Le but affiché par le sommet de Copenhague était de réduire les émissions de CO2 de la planète. Or c’était là un objectif inaccessible, non par manque de volonté politique, mais pour de simples raisons physiques :
La Chine va accroître ses émissions de plus de moitié d’ici 2020. Elle construit sans discontinuer une ou deux centrales à charbon de très forte puissance chaque semaine, et son parc de voitures et de camions va encore tripler d’ici 2020. Elle se dote même d’une industrie aéronautique. Est-ce pour laisser ces centrales inutilisées, ces véhicules au garage, et ces avions au sol ?
Les 4 milliards d’habitants de l’Inde, du Brésil, de l’Indonésie et du reste du monde émergent suivent le même chemin. Du fait des projets en cours de réalisation, leurs émissions vont également progresser à très vive allure d’ici 2020 car c’est la condition de la sortie de la pauvreté de leur population.
Malgré les discours de Barack Obama, les Etats-Unis ne peuvent réduire leurs émissions qu’à la marge (4 % par rapport à 1990 !). Leurs logements sont deux fois plus vastes que les nôtres, les distances à parcourir deux fois plus grandes et ils ont besoin du charbon pour fabriquer la moitié de leur électricité.
Enfin, avec un huitième des émissions mondiales, l’Europe ne peut rien de significatif. Même si ses rejets disparaissaient entièrement, l’impact serait minime au niveau de la planète et rapidement compensé ailleurs.
La seule manière de diminuer les émissions planétaires de CO2 serait en définitive de supprimer ou tout au moins de réduire l’extraction du pétrole, du gaz naturel ou du charbon qui en provoquent l’essentiel. Qui pourrait le croire ? L’humanité n’a jamais autant foré de puits de pétrole, construit de gazoducs et ouvert de mines de charbon.
Il faut donc se rendre à l’évidence : l’objectif de réduction des émissions planétaires est inaccessible et le stock de CO2 au-dessus de nos têtes va continuer à croître, ce qui laisse place à deux hypothèses et à deux seulement.
Si les experts officiels ont raison, la planète court à la catastrophe : réchauffement incontrôlé, montée des océans, famines, migrations massives de population.

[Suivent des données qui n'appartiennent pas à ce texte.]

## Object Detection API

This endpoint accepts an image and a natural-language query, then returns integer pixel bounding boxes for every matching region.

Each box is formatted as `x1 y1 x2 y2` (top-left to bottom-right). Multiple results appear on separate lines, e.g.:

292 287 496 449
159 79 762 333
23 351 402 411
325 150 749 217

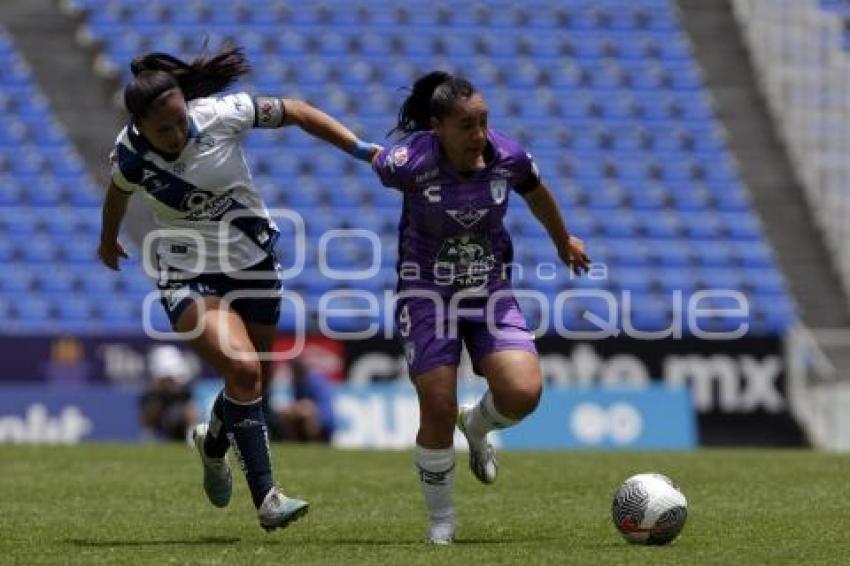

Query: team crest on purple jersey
446 207 486 228
490 179 508 204
373 131 539 293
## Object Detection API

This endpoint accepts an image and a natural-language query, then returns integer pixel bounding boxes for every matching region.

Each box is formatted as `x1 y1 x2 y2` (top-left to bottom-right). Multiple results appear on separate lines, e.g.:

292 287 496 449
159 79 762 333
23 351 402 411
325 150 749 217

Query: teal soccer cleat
192 423 233 507
457 407 499 484
257 487 310 532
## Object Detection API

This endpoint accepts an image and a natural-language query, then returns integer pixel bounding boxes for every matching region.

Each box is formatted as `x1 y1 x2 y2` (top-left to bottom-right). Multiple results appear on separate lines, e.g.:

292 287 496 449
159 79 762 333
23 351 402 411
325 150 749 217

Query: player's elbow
283 98 315 128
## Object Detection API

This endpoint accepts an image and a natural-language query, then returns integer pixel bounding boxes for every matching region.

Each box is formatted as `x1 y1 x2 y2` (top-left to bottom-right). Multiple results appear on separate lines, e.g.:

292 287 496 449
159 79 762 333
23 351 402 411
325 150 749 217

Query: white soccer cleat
192 423 233 507
457 405 499 484
425 518 455 545
257 486 310 532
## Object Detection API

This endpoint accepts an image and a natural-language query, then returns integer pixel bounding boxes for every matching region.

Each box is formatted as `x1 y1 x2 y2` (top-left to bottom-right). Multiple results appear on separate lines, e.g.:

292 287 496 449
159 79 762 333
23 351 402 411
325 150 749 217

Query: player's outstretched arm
522 183 590 274
283 98 381 163
97 182 132 271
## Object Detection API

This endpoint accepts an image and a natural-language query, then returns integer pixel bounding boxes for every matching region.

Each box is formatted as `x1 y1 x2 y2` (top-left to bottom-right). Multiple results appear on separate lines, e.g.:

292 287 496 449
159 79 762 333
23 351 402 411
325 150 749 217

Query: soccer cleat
457 406 499 484
257 487 310 532
192 423 233 507
425 519 455 545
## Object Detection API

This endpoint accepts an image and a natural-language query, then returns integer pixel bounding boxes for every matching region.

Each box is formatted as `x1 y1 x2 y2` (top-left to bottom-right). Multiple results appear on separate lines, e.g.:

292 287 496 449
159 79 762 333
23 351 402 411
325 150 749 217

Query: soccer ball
611 473 688 544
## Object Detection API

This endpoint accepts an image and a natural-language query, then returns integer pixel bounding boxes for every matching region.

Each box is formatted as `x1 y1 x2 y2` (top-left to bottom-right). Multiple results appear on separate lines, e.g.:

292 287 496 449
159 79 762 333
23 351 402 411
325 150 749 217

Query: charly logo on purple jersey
393 145 408 167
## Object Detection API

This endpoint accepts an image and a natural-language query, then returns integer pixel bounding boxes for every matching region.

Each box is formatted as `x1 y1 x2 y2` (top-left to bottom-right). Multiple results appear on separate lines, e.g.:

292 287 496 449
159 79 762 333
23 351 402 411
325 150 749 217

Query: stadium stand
734 0 850 302
0 26 168 333
8 0 796 334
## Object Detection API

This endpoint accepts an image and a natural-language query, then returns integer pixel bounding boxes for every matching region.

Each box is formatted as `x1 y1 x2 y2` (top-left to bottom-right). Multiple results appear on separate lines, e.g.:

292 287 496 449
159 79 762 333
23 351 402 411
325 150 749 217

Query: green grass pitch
0 445 850 566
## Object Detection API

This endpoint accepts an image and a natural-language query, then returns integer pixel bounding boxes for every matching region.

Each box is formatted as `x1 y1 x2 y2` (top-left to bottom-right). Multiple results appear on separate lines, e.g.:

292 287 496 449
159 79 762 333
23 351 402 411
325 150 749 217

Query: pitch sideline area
0 445 850 566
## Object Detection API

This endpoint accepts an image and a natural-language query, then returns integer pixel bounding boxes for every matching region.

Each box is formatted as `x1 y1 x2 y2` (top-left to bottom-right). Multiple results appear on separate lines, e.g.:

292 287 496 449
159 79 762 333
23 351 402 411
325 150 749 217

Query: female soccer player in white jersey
98 47 376 531
372 71 589 544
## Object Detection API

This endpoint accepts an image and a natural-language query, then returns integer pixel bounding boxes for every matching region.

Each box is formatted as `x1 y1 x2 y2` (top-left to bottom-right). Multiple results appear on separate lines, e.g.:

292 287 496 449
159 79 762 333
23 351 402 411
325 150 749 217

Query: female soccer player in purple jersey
98 47 377 530
372 72 590 544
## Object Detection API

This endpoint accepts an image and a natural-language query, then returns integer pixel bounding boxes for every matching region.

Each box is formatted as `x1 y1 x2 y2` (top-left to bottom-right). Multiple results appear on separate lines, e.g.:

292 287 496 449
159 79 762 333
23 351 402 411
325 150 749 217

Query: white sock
415 444 455 523
466 389 519 438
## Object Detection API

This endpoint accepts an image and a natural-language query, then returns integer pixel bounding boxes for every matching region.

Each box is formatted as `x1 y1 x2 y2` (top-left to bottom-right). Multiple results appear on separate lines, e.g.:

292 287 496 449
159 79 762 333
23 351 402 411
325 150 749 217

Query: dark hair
124 45 251 118
390 71 477 136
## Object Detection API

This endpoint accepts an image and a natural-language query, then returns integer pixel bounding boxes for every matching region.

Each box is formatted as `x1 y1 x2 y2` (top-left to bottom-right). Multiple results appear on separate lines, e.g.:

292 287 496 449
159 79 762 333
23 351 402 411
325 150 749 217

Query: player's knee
225 360 263 401
511 380 543 418
421 400 457 434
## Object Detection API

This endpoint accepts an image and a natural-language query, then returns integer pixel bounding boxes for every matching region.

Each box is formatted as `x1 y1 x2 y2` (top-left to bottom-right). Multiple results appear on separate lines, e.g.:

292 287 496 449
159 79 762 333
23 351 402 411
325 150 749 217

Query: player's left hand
558 236 590 275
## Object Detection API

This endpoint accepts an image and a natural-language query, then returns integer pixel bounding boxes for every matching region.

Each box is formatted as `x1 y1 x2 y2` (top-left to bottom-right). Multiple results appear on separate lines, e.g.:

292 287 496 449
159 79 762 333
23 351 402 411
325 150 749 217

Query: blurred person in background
279 360 336 443
140 344 199 441
372 71 590 544
98 46 376 531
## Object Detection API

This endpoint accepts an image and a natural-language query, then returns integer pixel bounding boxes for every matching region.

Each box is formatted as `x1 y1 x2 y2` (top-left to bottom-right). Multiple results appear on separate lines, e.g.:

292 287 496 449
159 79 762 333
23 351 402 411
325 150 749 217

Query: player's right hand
97 240 130 271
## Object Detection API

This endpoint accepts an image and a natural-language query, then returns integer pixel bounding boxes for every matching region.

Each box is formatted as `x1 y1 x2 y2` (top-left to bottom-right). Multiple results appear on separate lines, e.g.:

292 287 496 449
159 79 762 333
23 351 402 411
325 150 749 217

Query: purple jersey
373 130 540 295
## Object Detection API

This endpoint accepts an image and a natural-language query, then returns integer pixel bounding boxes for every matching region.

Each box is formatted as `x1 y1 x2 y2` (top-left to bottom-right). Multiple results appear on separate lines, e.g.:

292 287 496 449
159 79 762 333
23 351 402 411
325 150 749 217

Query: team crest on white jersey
446 208 488 228
490 179 508 204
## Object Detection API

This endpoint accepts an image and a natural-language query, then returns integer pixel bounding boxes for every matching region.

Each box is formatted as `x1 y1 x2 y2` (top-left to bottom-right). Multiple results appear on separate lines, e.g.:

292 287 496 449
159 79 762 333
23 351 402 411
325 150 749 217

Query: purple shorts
395 294 537 378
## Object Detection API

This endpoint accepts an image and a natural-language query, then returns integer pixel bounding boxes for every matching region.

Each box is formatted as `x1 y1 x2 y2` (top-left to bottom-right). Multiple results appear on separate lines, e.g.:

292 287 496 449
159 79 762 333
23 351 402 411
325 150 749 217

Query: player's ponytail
124 46 251 118
390 71 476 136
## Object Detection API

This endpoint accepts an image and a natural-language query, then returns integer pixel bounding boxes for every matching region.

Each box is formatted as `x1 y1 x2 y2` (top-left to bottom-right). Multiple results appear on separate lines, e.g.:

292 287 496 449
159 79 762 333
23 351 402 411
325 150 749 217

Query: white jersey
111 93 277 273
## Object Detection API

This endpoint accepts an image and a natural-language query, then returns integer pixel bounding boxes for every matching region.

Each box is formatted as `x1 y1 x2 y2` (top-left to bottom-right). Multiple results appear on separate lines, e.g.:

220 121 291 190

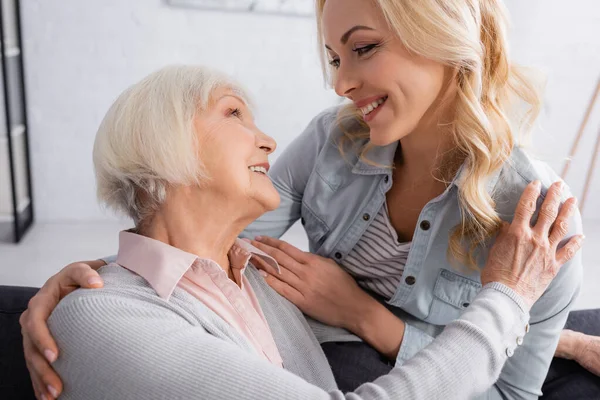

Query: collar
116 231 279 300
352 141 502 193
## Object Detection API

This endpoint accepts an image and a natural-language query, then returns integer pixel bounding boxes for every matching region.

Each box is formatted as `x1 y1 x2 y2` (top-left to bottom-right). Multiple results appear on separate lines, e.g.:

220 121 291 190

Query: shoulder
48 264 197 340
493 147 583 317
502 147 570 195
492 147 572 219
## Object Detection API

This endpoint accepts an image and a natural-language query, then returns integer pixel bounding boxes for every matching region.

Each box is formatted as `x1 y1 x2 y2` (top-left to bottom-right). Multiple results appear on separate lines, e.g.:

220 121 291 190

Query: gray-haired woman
21 66 581 400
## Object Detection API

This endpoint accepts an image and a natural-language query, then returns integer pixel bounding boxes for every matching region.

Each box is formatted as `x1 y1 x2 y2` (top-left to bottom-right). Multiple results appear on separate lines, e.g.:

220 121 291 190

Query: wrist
556 329 583 360
345 293 405 360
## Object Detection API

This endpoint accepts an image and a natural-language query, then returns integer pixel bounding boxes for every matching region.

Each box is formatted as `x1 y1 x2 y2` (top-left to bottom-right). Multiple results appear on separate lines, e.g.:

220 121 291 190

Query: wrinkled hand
247 237 371 330
19 261 104 400
481 181 583 308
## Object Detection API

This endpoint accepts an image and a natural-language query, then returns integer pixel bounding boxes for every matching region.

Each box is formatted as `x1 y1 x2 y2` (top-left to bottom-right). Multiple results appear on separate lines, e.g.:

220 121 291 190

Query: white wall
505 0 600 220
22 0 600 221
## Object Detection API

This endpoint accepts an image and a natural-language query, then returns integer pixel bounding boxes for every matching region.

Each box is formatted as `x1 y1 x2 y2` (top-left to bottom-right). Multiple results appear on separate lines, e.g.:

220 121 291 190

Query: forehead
209 86 250 107
321 0 385 40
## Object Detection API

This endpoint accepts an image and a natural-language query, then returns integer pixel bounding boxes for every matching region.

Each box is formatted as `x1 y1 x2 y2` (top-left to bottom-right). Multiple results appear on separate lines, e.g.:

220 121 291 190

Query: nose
333 64 359 97
256 129 277 154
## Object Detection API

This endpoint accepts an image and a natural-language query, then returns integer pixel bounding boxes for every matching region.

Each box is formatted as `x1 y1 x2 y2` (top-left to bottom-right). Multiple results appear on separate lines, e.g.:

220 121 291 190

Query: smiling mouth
248 166 267 175
360 96 388 117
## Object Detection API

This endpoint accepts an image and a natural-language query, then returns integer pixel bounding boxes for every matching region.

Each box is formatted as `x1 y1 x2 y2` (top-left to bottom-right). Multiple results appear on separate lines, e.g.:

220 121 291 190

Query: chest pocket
300 203 329 253
427 269 481 325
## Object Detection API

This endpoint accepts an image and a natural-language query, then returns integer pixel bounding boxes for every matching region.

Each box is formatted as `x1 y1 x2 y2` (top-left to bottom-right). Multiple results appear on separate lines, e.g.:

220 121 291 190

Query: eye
352 44 377 56
227 108 242 119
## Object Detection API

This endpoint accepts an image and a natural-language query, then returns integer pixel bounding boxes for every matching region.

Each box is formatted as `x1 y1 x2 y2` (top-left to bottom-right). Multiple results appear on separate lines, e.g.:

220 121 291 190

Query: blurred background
0 0 600 308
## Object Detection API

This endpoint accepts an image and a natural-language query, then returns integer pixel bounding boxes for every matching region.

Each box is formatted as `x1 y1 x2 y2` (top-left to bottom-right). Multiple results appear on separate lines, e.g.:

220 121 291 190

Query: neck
140 188 253 277
395 95 456 179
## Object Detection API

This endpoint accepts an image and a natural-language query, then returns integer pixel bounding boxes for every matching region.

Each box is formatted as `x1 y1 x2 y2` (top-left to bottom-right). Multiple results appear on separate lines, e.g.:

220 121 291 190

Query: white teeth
360 97 385 115
248 166 267 175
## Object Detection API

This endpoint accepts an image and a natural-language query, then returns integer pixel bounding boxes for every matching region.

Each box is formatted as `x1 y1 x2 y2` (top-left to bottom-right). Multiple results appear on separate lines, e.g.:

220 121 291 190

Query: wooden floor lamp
561 78 600 213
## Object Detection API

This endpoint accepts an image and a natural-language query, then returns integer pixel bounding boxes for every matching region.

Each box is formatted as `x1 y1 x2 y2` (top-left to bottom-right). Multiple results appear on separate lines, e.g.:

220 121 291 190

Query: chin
369 129 400 147
257 188 281 213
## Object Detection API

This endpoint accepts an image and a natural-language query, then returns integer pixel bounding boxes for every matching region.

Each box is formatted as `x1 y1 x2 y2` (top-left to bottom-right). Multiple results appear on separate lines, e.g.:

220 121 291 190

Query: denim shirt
242 107 582 399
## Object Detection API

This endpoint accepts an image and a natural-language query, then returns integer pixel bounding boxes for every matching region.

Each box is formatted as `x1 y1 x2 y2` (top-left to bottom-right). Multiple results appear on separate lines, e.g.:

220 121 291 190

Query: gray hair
93 65 247 225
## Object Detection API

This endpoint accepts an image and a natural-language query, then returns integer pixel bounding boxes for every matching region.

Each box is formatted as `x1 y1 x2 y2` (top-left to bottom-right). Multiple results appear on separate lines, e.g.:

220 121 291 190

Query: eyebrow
217 93 248 106
325 25 375 50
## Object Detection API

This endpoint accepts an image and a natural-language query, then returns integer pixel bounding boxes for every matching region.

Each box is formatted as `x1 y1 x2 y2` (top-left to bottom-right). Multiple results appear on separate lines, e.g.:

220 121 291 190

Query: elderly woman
36 66 581 400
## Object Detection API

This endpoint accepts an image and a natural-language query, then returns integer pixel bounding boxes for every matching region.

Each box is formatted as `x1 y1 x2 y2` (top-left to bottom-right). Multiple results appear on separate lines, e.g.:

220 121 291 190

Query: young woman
22 0 592 398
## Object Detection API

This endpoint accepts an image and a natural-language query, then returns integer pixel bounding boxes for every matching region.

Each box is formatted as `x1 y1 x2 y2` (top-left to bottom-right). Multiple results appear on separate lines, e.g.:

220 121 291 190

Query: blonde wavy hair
316 0 541 268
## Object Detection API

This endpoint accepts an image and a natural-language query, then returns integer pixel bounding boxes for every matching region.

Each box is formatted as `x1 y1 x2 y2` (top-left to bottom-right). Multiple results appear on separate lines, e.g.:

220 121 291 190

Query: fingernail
88 276 102 285
48 385 58 399
44 350 56 364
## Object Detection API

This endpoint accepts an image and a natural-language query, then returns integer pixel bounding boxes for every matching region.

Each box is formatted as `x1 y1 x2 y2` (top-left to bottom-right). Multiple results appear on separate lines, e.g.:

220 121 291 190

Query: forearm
346 295 405 360
555 329 600 375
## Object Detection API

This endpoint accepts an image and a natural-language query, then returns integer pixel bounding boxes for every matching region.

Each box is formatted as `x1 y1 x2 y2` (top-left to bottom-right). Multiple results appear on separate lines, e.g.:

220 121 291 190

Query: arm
494 188 583 399
495 255 581 399
49 287 527 400
555 329 600 376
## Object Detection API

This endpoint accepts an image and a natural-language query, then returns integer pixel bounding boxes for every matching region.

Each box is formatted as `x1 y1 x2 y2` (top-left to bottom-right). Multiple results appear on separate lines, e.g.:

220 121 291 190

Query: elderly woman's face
195 90 279 212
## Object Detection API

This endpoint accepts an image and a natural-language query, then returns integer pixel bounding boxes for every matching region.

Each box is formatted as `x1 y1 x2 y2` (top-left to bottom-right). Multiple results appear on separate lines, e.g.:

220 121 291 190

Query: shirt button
517 336 523 346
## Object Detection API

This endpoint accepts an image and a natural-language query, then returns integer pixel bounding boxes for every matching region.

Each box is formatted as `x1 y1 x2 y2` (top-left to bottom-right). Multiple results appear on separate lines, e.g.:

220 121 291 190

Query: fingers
265 275 304 307
68 263 104 289
23 337 62 399
252 239 302 275
533 181 563 238
548 197 577 249
252 256 304 291
250 255 281 275
513 181 542 229
255 236 306 263
19 284 59 363
556 235 585 266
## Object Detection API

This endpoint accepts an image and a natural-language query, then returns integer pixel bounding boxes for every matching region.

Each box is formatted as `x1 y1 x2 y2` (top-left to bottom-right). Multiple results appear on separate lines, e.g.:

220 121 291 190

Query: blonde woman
22 66 580 400
25 0 582 398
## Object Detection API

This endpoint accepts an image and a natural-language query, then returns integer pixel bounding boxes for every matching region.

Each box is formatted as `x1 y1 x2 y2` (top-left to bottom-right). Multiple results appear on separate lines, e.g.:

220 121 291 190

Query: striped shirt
342 203 411 300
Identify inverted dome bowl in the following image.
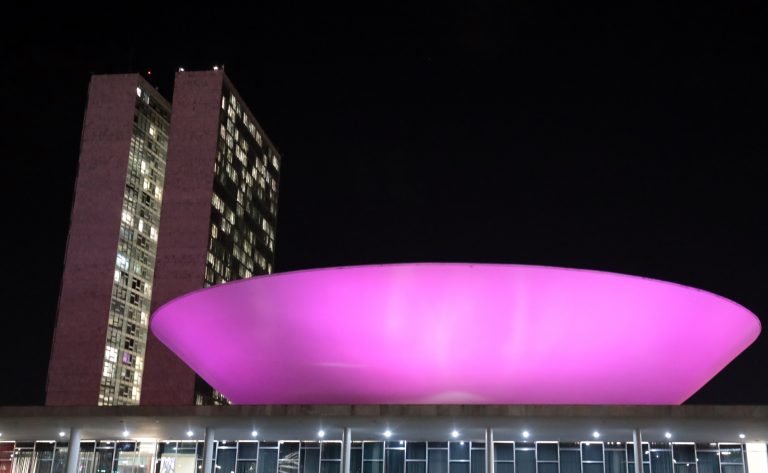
[151,264,760,404]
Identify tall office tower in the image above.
[46,74,171,405]
[141,70,280,405]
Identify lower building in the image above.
[0,405,768,473]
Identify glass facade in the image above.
[0,440,747,473]
[98,87,170,406]
[195,85,280,405]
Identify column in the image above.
[632,428,644,473]
[66,427,83,473]
[485,428,496,473]
[203,427,213,473]
[341,427,352,473]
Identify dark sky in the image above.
[6,1,768,405]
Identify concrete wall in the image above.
[46,74,144,405]
[141,71,224,405]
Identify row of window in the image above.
[98,88,168,406]
[0,441,745,473]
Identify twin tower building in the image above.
[46,69,280,406]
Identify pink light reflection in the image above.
[151,263,760,404]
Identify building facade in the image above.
[46,70,280,405]
[0,405,768,473]
[141,70,280,405]
[46,74,170,405]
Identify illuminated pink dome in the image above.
[151,264,760,404]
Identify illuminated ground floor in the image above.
[0,405,768,473]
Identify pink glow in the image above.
[151,264,760,404]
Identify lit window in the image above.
[116,253,128,269]
[104,346,117,363]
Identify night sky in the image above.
[6,2,768,405]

Fort heureusement, il existe d’autres experts, de plus en plus nombreux, qui affirment qu’il n’est nullement prouvé que les activités humaines aient une influence significative sur le climat, et que celui-ci a toujours varié au cours des siècles, avec ou sans l’homme. Ils avancent de bons arguments en ce sens, à commencer par le fait désormais reconnu que le mouvement de réchauffement de la planète qui avait caractérisé le dernier quart du vingtième siècle a cessé depuis dix ans.
Il reste à espérer qu’ils aient raison, et que la fin du monde ne soit pas pour demain.